In his speech Amrin Amin said “Scientific discoveries and innovative technology through the years have played significant roles in advancing medicine and improving healthcare, which have ultimately contributed to reduced mortality and morbidity of patients. In this light, the emerging process of additive manufacturing, or what is commonly known as 3D printing, has drawn much interest and anticipation for its possibilities in bringing better health outcomes and value to patients.”
In healthcare, the last 20 years were arguably the most thrilling period for 3D printing, when the first 3D-printed organs were implanted in humans. More recently, scientists have also discovered that, in theory, blood vessels, skin and even embryonic stem cells could be 3D printed.
In mainstream manufacturing, 3D printing has had most success with prosthetics, dental work and hearing aids which can all be made from plastic or pliable materials, and often require to be customised to meet patients’ needs. “This has also been achieved by our researchers from National Dental Centre Singapore and Nanyang Technological University, who developed a 3D printed scaffold to grow bone for placing dental implants after a tooth has been extracted. With this, the need for painful bone grafting from other parts of the patient’s body is avoided,” Amrin Amin said.
For continued innovation and adoption of 3D printing, collaborations with different sectors are necessary. Since its formation in 2015, the National Additive Manufacturing Innovation Cluster (NAMIC) has actively engaged more than 500 companies and institutions locally and globally.

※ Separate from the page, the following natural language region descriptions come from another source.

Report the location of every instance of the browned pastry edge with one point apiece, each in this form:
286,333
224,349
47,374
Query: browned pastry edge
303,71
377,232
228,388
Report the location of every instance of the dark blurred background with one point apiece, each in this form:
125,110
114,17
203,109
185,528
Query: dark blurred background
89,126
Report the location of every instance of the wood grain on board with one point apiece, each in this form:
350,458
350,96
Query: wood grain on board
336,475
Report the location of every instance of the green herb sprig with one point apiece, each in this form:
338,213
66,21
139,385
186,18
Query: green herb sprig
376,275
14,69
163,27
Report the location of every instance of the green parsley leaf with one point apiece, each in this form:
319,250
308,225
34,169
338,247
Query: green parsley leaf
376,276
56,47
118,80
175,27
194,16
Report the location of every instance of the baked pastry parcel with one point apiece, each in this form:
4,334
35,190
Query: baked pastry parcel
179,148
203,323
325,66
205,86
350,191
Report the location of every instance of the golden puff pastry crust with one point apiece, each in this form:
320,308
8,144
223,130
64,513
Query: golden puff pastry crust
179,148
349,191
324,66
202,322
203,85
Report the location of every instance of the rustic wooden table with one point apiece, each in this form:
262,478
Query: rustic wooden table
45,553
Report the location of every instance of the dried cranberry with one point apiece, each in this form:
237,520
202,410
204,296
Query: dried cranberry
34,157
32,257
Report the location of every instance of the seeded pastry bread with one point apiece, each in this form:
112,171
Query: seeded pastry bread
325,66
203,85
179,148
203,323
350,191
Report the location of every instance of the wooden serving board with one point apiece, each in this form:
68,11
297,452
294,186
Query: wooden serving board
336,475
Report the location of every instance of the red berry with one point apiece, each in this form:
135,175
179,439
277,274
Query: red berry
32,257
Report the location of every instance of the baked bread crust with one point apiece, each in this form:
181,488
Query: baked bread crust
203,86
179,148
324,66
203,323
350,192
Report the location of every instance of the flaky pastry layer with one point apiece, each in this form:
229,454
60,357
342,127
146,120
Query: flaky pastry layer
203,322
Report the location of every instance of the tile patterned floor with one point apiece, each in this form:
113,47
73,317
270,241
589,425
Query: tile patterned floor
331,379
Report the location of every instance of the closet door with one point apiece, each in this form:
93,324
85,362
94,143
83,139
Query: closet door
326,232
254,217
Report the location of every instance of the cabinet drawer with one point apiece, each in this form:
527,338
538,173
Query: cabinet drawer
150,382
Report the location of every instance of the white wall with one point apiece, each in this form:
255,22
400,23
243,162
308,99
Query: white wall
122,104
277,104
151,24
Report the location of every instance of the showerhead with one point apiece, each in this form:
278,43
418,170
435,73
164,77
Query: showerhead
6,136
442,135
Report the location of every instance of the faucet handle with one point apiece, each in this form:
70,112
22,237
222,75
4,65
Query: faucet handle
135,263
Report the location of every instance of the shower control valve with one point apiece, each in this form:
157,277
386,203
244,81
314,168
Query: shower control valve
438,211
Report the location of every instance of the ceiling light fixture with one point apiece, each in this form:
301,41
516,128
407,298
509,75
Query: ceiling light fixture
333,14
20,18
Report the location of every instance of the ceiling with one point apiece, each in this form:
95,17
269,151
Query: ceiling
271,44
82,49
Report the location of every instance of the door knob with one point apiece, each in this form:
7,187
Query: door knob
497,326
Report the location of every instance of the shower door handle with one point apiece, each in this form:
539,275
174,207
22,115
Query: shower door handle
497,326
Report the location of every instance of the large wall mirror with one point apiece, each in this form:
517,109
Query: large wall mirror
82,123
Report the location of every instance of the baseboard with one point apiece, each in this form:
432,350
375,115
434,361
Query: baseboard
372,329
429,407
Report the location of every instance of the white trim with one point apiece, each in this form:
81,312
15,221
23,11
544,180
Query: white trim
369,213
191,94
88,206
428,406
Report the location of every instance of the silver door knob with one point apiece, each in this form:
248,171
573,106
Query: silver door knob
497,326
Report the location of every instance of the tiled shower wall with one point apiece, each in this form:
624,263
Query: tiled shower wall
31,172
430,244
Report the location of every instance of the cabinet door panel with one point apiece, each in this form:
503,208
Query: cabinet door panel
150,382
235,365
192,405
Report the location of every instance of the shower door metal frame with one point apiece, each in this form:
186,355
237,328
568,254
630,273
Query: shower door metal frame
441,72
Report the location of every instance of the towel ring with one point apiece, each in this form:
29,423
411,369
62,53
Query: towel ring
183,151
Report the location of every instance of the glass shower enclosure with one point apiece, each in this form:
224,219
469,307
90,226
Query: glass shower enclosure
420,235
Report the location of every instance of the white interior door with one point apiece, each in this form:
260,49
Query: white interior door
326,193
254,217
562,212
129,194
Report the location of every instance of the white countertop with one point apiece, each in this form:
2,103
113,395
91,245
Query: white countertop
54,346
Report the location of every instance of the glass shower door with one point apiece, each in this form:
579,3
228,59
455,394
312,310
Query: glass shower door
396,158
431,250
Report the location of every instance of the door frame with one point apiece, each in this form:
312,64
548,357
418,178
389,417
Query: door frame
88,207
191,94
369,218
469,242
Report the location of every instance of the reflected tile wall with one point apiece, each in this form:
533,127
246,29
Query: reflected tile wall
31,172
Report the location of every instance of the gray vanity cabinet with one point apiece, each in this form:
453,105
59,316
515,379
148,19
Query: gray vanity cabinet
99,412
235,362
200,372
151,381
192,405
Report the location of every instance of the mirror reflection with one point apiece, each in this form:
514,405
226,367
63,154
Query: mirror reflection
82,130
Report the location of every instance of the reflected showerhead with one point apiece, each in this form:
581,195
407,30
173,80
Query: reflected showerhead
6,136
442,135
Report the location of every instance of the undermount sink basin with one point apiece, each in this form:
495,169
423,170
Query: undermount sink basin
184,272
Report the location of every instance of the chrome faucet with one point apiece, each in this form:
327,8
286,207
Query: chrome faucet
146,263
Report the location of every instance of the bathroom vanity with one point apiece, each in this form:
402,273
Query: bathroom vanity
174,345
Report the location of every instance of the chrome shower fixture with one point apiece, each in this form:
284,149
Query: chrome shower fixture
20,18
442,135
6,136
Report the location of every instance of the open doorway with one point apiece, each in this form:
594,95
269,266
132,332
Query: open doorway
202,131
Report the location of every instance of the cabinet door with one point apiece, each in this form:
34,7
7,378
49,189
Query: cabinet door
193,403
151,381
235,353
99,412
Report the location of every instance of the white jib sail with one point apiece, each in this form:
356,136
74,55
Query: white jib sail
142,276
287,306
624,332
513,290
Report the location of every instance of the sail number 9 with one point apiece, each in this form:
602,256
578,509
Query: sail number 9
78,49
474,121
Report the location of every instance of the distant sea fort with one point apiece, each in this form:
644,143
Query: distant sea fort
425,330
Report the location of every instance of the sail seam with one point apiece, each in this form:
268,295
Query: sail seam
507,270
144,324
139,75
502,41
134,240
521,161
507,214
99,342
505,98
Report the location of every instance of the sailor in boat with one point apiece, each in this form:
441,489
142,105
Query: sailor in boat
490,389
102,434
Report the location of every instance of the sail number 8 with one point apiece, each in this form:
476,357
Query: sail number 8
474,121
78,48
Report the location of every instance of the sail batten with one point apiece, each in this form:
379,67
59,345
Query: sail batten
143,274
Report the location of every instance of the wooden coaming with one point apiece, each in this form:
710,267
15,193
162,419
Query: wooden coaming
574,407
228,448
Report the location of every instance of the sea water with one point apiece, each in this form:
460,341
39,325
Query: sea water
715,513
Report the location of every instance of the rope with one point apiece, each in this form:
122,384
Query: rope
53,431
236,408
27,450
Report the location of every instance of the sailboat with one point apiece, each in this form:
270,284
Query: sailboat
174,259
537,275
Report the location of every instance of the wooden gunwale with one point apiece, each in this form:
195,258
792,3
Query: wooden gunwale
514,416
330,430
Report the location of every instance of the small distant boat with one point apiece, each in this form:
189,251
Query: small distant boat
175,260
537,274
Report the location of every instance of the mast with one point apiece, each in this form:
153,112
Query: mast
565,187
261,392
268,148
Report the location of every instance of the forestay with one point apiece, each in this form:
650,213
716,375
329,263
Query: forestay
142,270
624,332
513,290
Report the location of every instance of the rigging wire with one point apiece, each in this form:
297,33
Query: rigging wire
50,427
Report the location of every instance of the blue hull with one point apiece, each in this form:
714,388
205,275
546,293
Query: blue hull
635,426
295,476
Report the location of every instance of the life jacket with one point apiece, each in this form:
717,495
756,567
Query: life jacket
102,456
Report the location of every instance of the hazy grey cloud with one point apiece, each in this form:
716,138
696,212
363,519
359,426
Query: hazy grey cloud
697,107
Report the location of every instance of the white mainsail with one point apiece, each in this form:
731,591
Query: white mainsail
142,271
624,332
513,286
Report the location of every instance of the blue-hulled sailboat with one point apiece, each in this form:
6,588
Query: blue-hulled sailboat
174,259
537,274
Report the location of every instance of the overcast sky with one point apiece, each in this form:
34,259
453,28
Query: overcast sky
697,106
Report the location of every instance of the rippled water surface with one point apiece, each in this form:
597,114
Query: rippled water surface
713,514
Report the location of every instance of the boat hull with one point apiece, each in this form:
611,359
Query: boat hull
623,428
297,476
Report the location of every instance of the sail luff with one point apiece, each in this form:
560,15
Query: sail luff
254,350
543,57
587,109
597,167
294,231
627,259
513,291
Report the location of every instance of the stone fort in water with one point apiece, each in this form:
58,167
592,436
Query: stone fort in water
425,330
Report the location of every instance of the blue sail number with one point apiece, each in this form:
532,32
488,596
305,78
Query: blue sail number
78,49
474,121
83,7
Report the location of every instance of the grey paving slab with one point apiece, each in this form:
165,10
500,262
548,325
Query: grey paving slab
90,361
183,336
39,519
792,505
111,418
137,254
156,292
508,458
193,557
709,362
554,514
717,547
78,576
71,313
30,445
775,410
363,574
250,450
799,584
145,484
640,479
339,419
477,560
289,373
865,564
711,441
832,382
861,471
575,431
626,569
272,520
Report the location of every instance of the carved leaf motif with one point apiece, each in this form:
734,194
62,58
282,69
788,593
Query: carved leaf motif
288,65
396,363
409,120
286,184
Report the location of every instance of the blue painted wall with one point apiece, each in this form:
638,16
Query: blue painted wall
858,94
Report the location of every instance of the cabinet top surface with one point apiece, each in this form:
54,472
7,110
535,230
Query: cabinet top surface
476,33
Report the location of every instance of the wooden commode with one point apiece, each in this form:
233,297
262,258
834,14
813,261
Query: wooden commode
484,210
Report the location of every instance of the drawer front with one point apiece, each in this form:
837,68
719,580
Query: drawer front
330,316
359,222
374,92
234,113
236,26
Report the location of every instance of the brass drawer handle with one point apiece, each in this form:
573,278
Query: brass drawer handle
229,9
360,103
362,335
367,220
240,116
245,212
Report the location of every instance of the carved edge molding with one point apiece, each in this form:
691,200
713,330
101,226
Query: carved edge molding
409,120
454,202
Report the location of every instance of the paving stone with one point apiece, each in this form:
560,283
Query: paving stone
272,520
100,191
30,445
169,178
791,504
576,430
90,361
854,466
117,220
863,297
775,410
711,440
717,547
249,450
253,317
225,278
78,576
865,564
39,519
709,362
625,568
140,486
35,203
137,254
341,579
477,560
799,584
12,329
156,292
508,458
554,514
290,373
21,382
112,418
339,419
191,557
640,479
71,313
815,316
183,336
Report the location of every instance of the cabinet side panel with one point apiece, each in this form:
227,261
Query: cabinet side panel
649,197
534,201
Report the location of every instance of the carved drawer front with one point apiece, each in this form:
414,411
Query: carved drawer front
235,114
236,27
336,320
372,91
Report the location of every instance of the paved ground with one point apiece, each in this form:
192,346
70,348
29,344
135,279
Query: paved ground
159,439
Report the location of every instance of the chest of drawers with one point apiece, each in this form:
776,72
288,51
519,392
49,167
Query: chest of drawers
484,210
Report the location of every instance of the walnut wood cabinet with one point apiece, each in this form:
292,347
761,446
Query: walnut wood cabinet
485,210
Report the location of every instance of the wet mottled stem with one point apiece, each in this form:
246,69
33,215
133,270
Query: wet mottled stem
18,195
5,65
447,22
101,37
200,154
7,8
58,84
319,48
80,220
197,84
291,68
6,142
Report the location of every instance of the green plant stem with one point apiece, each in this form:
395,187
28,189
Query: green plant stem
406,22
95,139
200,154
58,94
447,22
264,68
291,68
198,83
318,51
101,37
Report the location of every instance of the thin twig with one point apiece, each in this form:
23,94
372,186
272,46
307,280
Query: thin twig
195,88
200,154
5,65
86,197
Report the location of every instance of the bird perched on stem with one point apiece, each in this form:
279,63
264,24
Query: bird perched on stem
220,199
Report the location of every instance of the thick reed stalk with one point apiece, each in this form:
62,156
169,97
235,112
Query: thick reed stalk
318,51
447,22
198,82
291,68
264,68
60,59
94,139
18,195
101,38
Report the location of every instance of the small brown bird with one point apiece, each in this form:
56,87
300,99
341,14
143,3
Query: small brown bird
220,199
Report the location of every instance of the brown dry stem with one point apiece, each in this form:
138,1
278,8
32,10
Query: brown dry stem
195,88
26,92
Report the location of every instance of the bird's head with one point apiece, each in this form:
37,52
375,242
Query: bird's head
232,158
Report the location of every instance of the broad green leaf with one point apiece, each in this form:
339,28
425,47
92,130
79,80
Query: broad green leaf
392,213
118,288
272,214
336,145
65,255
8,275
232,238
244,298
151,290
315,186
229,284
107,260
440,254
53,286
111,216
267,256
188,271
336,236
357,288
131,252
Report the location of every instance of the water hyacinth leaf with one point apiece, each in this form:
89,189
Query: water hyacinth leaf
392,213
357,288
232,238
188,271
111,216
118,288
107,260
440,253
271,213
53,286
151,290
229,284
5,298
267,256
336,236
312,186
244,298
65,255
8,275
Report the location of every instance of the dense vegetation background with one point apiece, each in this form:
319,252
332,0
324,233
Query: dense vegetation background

Likewise, the new NUS Centre for Additive Manufacturing (AM.NUS) aims to serve a wide spectrum of industry players, including SMEs and MNCs. The Centre will apply ground-breaking additive manufacturing technology, in particular within the biomedical and healthcare fields. Today’s signing of the Memorandum of Understanding (MOU) between AM.NUS and its industry partners will help accelerate the adoption of 3D printing in the local industry. AM.NUS’ specific focus on healthcare applications further aims to bring the latest in innovative technology to clinicians, with the aim of improving patient outcomes. Importantly, the collaboration will bring together industry, clinicians, hospitals, engineers and designers to tackle complex healthcare issues.
Amrin Amin said “I wish NAMIC, AM.NUS and industry partners continued success in advancing the field of 3D printing and promoting its adoption in local enterprises. We look forward to the developments of 3D printing in healthcare and the exciting possibilities in meeting patients’ needs.”
Dignitaries witnessing the signing of MoU between National University of Singapore Centre for Additive Manufacturing (AM.NUS) and industry partners on July 21 in Singapore.